Cloud Print Security in Mobility Print

At PaperCut we take data security seriously to help your organization comply with regulations like General Data Protection Regulation (GDPR). PaperCut’s full GDPR compliance guide covers how other areas of PaperCut NG/MF can help you with GDPR compliance.

Mobility Print’s Cloud Print feature is no different.

How does Cloud Print work?

Cloud Print is built using well-established and trusted WebRTC, peer-to-peer communication technology. This is the same technology currently used in popular conferencing software and audio communication platforms.

WebRTC provides an encrypted connection from the user’s device to the Mobility Print server. This establishes trust between the client and the Mobility Print server, and an encrypted channel is created for all communication between the two.

No-one on the internet, including PaperCut, can access any user data, print job data, or metadata sent over this secure channel.

STUN and TURN

WebRTC prefers to connect the client to the Mobility Print server as directly as possible.

The first approach is for each party to find their own public IP address from a STUN (Session Traversal Utilities for NAT) server and share it with the other party using the secure connection to PaperCut Cloud Services.

If the direct connection method is not possible using that method, there is a fallback option utilizing an encrypted channel between the peers over a TURN (Traversal Using Relays around NAT) server. The TURN server is a relay that both the client and the Mobility Print server can reach, and this simply allows data from the peers to reach each other.

The first question many would ask is whether print jobs and metadata are safe when traversing the TURN server connection. The answer is yes, they are safe. The key reason is that TURN doesn’t process any data. Cloud Print using this method is still a peer-to-peer trust created between the client and the Mobility Print server, and all data is encrypted end to end between the client and the Mobility Print server. The TURN server doesn’t need to decode the application data layer to route the packets.

So any data sent via Cloud Print is not accessible by anyone other than the end user’s Mobility Print client and your Mobility Print server; not even PaperCut.

So how secure does that make Cloud Print?

Cloud Print is completely end-to-end encrypted.
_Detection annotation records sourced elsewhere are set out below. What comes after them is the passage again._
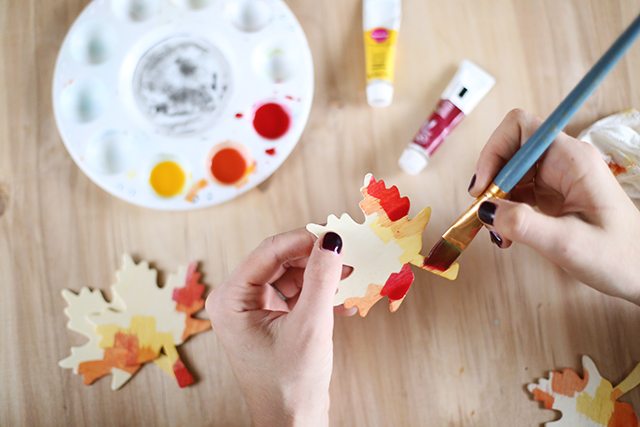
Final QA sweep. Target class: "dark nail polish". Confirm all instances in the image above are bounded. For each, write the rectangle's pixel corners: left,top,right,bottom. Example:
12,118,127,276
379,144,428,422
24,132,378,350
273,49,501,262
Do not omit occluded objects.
489,231,502,248
322,231,342,254
467,173,476,191
478,202,498,225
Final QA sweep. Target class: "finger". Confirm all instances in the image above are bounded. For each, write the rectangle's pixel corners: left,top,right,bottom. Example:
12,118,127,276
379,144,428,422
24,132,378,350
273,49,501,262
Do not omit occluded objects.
229,228,314,286
294,232,342,319
469,109,540,197
272,268,304,298
487,231,512,249
509,182,537,206
478,199,580,261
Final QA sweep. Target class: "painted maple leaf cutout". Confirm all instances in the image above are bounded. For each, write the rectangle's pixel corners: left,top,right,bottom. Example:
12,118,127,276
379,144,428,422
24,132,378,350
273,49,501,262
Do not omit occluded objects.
307,174,458,317
59,255,211,390
527,356,640,427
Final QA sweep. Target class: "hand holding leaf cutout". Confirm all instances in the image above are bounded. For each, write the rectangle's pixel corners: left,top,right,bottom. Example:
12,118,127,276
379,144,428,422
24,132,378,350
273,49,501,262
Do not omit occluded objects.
307,174,458,317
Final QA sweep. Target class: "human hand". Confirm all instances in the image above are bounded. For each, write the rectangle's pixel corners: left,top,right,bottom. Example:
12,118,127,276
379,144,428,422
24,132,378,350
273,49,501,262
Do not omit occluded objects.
469,110,640,305
206,229,355,426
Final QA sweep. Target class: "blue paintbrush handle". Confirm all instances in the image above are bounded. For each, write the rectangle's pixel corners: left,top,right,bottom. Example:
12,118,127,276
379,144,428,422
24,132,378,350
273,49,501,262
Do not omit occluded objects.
494,15,640,193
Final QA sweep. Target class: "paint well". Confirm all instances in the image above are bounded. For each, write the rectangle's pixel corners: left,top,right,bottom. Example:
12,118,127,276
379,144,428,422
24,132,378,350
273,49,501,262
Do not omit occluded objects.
210,146,249,185
253,102,291,139
112,0,160,22
60,80,108,123
149,160,187,197
69,21,116,65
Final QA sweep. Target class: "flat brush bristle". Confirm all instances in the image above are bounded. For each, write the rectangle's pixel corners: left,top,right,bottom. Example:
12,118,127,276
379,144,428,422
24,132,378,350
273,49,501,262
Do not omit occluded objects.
424,239,462,271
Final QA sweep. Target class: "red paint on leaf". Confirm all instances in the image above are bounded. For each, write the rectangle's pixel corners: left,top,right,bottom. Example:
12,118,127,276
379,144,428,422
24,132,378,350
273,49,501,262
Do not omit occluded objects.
172,262,204,311
380,264,415,301
253,102,291,139
173,359,195,388
367,177,411,221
It uses the DTLS protocol to encrypt all data sent, and trust is established between the Mobility Print client and Mobility Print server, not any third party or intermediary server.
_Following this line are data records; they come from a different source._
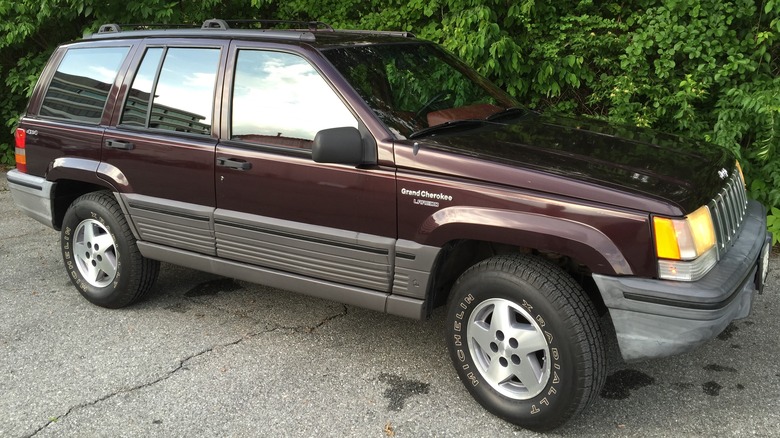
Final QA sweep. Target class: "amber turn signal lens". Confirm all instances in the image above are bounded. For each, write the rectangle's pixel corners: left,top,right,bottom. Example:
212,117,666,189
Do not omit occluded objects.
653,217,680,260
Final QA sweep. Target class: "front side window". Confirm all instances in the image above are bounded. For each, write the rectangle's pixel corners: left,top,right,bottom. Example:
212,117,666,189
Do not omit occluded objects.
40,47,129,125
323,43,519,138
120,47,220,135
231,50,358,148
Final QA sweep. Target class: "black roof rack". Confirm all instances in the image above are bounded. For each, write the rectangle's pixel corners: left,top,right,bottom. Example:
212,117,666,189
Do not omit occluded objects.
97,18,334,34
210,18,334,32
85,18,415,41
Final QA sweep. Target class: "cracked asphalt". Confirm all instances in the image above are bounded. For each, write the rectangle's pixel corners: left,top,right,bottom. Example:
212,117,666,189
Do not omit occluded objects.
0,175,780,437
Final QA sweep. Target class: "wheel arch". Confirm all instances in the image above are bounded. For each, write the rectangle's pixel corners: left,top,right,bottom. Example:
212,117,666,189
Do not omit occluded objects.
420,209,633,314
46,157,129,230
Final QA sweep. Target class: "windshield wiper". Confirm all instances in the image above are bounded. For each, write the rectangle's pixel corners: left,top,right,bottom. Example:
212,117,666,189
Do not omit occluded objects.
485,106,530,122
407,119,487,139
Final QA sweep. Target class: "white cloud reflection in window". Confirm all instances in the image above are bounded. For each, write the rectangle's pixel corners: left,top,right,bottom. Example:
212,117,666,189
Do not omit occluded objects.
232,50,357,140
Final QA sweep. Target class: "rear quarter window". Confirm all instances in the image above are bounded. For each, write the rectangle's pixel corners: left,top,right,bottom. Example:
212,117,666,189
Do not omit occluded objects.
39,47,130,125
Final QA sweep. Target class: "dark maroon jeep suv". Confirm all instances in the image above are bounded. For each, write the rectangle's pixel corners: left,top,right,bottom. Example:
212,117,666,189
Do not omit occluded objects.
8,20,771,430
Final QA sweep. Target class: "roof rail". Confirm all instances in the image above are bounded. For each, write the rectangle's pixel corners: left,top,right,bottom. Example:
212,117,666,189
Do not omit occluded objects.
200,18,230,30
97,18,334,34
98,23,122,33
213,19,334,32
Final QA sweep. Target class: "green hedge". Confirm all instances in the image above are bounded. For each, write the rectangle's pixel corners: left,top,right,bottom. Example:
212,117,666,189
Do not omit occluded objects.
0,0,780,241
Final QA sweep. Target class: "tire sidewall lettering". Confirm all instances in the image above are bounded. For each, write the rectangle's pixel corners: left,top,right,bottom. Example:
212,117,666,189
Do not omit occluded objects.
449,280,571,417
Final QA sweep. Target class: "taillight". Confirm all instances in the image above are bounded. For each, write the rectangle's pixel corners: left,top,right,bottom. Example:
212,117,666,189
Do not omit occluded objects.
14,128,27,173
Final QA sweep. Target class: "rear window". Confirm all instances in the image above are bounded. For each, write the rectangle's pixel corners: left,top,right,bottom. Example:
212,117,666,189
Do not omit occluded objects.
39,47,130,125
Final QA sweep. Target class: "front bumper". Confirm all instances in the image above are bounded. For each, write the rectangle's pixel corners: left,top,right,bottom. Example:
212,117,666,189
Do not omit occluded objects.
6,169,55,228
593,201,772,361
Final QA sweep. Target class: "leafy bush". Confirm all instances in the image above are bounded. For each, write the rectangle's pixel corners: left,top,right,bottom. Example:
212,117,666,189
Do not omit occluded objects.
0,0,780,241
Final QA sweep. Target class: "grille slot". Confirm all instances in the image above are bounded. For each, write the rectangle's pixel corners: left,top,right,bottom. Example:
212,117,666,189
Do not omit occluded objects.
707,168,747,254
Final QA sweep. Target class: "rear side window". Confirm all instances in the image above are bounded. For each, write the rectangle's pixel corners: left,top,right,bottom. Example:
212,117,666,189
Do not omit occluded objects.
39,47,130,125
120,47,220,135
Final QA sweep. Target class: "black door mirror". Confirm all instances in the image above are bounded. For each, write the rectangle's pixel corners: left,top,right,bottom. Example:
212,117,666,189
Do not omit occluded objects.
311,126,363,165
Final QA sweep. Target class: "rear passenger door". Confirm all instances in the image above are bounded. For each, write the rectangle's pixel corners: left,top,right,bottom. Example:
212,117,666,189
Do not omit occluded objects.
103,40,227,255
214,42,396,292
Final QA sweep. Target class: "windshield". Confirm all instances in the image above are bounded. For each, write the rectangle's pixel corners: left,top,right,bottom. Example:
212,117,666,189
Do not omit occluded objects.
324,43,518,138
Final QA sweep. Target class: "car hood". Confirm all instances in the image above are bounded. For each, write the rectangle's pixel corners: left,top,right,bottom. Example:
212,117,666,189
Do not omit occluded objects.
424,114,735,212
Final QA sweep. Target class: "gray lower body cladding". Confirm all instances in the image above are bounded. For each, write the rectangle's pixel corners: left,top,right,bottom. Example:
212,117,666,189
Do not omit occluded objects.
593,201,772,360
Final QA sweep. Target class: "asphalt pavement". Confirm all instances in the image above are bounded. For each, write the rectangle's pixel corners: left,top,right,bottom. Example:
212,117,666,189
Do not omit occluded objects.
0,172,780,437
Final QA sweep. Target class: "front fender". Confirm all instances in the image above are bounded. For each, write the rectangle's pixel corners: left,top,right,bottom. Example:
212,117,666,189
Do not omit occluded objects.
418,207,633,275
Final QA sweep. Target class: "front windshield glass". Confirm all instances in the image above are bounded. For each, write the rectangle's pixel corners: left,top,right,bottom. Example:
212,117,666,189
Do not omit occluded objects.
324,43,518,138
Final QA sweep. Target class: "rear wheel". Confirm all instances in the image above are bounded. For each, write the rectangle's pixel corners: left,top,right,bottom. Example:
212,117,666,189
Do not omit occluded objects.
60,192,160,308
446,255,606,431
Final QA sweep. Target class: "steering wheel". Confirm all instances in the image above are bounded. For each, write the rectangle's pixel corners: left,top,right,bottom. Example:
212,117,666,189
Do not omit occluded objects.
414,90,455,121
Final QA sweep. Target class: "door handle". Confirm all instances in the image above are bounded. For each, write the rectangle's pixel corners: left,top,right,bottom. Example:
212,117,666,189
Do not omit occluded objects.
217,157,252,170
105,140,135,151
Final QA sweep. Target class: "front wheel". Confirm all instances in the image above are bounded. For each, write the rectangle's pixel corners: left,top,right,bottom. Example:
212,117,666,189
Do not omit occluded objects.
446,254,606,431
60,192,160,308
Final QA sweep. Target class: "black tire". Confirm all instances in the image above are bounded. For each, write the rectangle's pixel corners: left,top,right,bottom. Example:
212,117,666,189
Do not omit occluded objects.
60,192,160,309
446,254,606,431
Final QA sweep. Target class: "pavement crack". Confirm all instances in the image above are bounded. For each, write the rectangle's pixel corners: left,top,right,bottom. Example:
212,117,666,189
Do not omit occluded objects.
272,304,349,333
27,340,241,437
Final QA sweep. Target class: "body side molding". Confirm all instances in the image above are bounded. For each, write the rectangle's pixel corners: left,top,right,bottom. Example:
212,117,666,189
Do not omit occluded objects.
138,242,423,319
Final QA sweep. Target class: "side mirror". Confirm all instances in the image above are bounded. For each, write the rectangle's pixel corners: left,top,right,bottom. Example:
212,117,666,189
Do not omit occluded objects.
311,126,363,165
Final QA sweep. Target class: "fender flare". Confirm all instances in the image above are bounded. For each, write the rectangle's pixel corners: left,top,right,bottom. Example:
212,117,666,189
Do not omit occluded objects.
46,157,132,193
416,207,633,275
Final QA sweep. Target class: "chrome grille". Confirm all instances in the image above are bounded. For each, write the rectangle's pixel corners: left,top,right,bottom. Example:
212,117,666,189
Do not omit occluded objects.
707,168,747,254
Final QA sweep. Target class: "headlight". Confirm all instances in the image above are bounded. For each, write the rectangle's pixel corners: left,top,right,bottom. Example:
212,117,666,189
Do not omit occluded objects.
653,205,718,281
If packets go out of a country where regulations restrict the sending of personal information out of the country, it doesn’t matter—the data isn’t being stored or processed out of the country, it’s not being stored or processed anywhere.

It’s similar to opening a banking website from a browser. The trust is created between the website and the browser, and the TLS encryption avoids anyone on the internet accessing the data. Technically the TCP packets transmitted between the website and browser could traverse any number of countries without breaking any rules on data sovereignty. It is simply how the internet works.

The same is true of Cloud Print. While the UDP packets can traverse the internet, the data is totally encrypted, cannot be accessed, and is not processed anywhere but the Mobility Print Server.